Strawberries are not actually fruit; the seeds of the Fragaria vesca plant are. Either way, the entire edible portion has always been highly regarded. Even seen as the fruit of love and reproductivity.
The sweet strawberries we have today are a cross breed between two varieties. Wild berries were not sweet at all and tasted more like vegetables. Nevertheless, the aroma has always offered a sweet, alluring scent.
9. Oranges are Quite Popular Around the World
Oranges come from Southeast China and Northeast India. This fruit never evolved from a wild orange to the ones we love today. Instead, this sweet, citrusy, juicy snack is the offspring of a pomelo (female) and mandarin (male).
By cross breeding the two fruits, the orange was born with a thick, protective rind like the pomelo. And the sweet, tangy, juicy flavor of a mandarin.
The first record of orange trees dates back to 314 B.C., noted in Chinese literature. As of the early 1980s, it is the most cultivated fruit in the world.
There are various orange hybrids on the market today. Each of them comes from cross breeding and human hands.
Today’s eggplants are elongated and purple. The inside is spongy and absorbent, closely related to tomato and potato. It has a spiky component to the skin, protecting it from herbivores, and you can eat it raw or cooked.
The original eggplant was small, green, and round. The outside skin was smooth, making it a popular snack for small critters.
It was in the 7-19th century when botanists felt the need to make some changes. Illustrations in botanical Chinese references show cultivation. This is where humans began to improve their flavor, hardiness, and appearance. It also makes the vegetable larger and more enjoyable.
Popular Hybrid Fruits and Vegetables You Already Knew Were Mad Made.
Combing various fruits and vegetables to create a new taste is very popular today. How many of these man made fruits and vegetables have you tried?
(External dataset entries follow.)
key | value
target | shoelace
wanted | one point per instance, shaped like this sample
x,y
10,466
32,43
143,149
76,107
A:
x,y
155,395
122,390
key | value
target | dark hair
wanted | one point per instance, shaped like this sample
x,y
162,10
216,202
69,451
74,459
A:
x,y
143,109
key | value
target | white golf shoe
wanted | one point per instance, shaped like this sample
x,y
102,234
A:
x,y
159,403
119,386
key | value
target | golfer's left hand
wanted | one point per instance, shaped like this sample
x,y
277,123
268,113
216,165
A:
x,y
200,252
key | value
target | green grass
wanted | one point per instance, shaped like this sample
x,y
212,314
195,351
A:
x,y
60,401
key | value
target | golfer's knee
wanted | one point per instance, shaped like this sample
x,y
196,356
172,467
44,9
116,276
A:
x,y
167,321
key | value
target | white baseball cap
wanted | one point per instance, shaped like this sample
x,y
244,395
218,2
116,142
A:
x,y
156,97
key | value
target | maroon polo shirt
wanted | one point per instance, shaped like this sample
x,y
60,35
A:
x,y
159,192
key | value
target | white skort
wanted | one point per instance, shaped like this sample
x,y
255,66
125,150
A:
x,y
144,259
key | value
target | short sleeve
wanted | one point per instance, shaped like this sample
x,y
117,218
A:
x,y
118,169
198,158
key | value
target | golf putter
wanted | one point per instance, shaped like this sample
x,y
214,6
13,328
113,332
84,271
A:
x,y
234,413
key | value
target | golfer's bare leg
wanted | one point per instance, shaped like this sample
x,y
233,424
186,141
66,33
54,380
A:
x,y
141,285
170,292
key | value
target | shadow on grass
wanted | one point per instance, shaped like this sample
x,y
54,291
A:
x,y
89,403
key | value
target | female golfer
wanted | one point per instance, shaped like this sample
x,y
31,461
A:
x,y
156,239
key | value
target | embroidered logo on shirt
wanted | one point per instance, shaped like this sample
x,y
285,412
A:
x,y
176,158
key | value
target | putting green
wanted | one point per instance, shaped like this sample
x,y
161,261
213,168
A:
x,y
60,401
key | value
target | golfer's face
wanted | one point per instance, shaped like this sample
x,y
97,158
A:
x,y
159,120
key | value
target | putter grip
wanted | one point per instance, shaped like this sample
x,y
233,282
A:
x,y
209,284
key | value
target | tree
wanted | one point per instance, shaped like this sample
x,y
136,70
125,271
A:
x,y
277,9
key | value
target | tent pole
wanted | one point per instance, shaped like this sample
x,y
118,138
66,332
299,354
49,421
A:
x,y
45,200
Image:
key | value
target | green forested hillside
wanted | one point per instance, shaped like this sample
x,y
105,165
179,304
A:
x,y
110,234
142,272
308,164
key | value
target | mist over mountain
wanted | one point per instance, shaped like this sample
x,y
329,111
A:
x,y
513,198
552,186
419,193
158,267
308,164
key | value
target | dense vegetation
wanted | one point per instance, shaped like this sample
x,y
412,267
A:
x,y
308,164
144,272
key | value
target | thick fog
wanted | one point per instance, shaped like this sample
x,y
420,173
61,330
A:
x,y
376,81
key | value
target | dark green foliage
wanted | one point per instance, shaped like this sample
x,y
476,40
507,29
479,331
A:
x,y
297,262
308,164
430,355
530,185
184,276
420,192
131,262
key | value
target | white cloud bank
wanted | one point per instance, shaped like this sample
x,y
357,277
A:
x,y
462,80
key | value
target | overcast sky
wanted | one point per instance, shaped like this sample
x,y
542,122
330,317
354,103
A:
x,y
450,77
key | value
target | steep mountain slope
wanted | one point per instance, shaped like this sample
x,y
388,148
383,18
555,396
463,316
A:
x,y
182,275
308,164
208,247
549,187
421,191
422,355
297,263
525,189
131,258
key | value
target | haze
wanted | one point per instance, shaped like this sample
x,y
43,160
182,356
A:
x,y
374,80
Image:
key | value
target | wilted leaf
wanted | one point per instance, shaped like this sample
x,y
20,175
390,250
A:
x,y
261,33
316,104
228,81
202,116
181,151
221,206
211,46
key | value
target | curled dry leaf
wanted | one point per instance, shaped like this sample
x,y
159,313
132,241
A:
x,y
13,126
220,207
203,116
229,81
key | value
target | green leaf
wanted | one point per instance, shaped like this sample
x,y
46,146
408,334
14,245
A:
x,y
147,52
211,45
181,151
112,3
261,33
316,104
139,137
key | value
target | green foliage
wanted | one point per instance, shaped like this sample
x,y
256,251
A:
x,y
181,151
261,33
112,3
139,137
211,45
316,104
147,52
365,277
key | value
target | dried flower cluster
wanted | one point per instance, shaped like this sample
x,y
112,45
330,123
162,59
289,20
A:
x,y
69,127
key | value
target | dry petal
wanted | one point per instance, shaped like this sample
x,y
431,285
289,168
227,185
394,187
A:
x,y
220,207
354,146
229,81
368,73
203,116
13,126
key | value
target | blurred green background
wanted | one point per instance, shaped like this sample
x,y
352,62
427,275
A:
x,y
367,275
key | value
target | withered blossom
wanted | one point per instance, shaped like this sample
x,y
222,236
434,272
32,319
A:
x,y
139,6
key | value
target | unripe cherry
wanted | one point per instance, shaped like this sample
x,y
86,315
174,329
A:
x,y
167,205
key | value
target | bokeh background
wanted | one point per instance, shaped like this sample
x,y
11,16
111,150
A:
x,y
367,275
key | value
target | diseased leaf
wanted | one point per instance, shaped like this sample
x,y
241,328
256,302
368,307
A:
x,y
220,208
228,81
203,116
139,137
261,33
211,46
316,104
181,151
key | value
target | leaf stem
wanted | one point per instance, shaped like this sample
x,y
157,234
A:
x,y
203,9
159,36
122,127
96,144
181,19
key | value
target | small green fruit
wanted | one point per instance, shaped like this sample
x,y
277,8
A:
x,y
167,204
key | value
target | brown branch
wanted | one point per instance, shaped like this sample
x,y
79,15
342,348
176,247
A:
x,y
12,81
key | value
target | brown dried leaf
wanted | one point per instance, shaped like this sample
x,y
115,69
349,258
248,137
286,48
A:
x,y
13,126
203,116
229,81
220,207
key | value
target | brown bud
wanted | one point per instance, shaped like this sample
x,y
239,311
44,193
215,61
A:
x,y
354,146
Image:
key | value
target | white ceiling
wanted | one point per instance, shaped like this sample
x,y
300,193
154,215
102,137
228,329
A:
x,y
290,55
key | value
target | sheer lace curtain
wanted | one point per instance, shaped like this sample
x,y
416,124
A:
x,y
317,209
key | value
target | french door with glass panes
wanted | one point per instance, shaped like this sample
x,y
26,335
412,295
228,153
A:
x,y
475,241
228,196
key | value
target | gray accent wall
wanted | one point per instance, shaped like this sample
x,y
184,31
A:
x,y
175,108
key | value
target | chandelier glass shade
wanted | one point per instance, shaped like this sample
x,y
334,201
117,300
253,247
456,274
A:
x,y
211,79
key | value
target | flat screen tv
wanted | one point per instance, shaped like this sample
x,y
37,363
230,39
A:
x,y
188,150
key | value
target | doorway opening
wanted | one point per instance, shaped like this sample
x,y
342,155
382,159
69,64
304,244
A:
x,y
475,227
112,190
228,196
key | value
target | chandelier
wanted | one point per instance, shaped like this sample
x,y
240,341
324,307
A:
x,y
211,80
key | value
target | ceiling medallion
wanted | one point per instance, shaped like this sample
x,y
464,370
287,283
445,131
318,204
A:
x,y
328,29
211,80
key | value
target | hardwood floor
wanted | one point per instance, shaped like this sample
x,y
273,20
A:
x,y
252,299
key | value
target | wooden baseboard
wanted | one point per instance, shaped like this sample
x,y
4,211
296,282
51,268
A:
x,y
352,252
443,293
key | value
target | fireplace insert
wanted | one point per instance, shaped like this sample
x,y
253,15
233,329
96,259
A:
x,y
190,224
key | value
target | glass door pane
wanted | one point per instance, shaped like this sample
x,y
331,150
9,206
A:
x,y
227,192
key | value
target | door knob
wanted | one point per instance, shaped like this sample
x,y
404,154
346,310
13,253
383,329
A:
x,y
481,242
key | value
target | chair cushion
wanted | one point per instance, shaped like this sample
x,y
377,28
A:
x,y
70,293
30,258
- Logan Berry– A cross between a wild blackberry and raspberry
- Boysen Berry– A cross between Logan Berry and Eastern Dewberry
- Tangelo- A cross between a tangerine and a pomelo
- Pineberry- A cross between a pineapple and strawberry
- Plumcot- A cross between a plum and apricot
- Limequat- A cross between a lime and a kumquat
- BrusselKale- A cross between Brussels sprouts and kale
- Broccoflower- A cross between broccoli and cauliflower
- Brokali- A cross between broccoli and kale
- Peacotum- A three way cross between a peach, apricot, and plum
These hybrids are interesting, to say the least, and are only a handful of man made vegetation available.